To put it very simply Wren and Susan completely control how they’re presented, and even if their looks seem very devil may care they are always precisely on point, and that is what draws audiences and people alike to them.
Susan Seidelman’s first two movies are also ahead of the game in terms of Selfie culture, and once again Wren and Susan are the focal points of this activity. Wren plasters her face all over punk clubs in an act of self promotion, but in the comfort of her own living space, and even others, she is not shy to take out a polaroid camera and take a picture of herself. This isn’t an act of vanity as much as an act of self confidence. Susan similarly carries around a polaroid camera and takes snapshots of her appearance whenever there’s blank spaces in time. The Selfie as a revolutionary act of self love for women specifically who are constantly told by society that their appearance isn’t good enough, is something I adhere to so it’s interesting how this is captured in a movie as early as the 80s, and being done by women as cool as Wren and Susan.
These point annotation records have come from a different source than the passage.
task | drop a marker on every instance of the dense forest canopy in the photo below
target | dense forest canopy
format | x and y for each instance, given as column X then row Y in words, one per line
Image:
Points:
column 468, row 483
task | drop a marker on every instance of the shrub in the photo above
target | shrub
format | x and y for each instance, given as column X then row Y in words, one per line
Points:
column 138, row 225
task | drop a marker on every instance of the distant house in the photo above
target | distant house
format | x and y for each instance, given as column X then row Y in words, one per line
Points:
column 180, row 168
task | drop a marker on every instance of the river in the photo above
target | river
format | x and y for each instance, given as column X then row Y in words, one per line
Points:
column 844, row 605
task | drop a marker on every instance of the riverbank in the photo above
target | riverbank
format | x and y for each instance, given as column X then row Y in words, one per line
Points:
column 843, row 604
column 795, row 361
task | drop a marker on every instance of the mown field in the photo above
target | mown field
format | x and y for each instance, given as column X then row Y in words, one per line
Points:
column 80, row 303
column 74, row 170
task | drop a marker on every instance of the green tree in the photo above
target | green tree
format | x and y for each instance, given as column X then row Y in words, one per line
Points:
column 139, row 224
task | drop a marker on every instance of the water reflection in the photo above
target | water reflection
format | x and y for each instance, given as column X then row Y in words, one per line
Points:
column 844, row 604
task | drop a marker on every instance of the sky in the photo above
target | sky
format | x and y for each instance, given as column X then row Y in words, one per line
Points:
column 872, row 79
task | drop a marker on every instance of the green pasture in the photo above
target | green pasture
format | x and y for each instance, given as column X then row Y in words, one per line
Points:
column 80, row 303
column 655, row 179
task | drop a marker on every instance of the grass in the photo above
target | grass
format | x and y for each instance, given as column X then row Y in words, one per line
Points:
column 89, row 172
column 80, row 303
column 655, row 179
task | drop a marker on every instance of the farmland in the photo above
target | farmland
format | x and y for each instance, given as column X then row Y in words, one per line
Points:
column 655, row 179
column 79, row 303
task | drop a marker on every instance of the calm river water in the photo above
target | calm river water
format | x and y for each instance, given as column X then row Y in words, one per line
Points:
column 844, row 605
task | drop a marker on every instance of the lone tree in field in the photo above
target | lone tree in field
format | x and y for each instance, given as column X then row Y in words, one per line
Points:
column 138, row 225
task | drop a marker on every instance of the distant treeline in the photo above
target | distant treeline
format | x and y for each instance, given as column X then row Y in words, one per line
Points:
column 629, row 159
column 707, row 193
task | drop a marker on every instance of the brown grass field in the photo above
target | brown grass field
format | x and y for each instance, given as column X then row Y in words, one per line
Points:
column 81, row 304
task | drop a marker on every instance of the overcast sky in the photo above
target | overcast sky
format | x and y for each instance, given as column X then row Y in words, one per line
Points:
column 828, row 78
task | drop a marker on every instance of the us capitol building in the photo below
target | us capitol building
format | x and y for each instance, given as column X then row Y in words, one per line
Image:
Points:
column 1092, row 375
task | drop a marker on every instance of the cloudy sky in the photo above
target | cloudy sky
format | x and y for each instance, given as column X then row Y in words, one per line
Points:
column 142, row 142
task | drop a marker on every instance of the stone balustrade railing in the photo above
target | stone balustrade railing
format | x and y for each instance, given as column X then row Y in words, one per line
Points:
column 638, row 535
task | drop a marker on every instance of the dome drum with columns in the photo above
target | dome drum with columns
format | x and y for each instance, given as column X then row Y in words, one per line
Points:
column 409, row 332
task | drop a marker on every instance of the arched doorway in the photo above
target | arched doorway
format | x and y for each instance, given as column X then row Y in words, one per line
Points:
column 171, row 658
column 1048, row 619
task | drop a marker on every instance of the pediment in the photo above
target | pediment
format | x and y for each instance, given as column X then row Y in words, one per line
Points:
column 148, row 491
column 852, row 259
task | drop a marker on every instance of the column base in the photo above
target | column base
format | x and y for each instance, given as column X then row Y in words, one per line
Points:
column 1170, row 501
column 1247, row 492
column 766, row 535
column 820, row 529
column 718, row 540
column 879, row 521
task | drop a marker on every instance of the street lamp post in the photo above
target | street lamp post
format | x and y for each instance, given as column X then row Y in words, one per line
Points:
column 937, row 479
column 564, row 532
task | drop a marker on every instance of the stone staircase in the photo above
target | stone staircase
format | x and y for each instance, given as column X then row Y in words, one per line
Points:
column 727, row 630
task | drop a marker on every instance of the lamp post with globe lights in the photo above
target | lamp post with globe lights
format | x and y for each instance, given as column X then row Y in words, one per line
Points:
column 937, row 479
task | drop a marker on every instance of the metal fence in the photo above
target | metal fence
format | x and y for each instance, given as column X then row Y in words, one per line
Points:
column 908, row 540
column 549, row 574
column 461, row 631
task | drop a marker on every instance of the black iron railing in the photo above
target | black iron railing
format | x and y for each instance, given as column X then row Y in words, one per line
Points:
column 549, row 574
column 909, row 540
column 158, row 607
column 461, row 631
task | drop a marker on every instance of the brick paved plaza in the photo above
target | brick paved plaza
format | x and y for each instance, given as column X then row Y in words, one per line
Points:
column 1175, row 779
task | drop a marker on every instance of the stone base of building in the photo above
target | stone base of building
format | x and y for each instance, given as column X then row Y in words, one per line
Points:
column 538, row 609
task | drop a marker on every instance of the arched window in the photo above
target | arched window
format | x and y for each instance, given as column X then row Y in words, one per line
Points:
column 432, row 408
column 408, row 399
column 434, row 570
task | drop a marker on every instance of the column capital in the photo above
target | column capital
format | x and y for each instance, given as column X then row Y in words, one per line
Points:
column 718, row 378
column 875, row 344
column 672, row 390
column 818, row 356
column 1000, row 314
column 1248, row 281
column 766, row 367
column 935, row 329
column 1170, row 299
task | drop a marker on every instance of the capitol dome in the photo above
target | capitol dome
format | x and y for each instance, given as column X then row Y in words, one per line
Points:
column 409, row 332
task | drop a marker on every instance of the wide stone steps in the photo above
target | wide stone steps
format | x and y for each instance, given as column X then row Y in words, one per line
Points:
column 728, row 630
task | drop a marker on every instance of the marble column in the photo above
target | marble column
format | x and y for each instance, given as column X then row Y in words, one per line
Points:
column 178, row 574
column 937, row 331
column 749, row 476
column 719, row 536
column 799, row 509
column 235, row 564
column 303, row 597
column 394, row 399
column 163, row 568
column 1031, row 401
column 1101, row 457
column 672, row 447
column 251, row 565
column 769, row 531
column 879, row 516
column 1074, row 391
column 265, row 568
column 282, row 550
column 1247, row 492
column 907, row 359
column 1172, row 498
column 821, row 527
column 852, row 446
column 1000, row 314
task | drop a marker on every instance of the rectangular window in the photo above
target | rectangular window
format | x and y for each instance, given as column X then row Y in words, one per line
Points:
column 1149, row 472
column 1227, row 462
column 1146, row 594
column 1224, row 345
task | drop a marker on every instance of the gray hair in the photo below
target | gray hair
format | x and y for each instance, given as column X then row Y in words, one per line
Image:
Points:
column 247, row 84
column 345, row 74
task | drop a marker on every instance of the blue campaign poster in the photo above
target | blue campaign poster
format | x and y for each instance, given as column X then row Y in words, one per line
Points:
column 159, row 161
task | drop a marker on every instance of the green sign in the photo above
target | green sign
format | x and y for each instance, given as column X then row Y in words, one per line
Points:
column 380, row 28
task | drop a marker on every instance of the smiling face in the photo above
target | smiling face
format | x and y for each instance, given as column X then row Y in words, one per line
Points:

The Godmothers of the Selfie if you will.
Susan Seidelman’s first two films are an argument for her auteurism through fashion and her muses are these bohemian new wave 80s icons. Madonna has never been presented more lovingly, and in the first phases of her career it was no surprise that her look captivated a nation of millions of teen girls looking for an idol just as strongly as they did with a frustrated New Jersey Housewife (Roberta). Wren did not carry with her the cultural cache of Madonna’s Susan, but her look is altogether just as impressive in a grunge-y gutter punk vibe that would echo the coming fashions of people like Pat Benatar. As time capsules of the fashion of the 80s these pictures are remarkable, but evenmoreso these are great women’s pictures emphasizing something often seen as unimportant in the cinematic world, but Seidelman treats fashion as power, and the Women who create these outfits as figures of importance.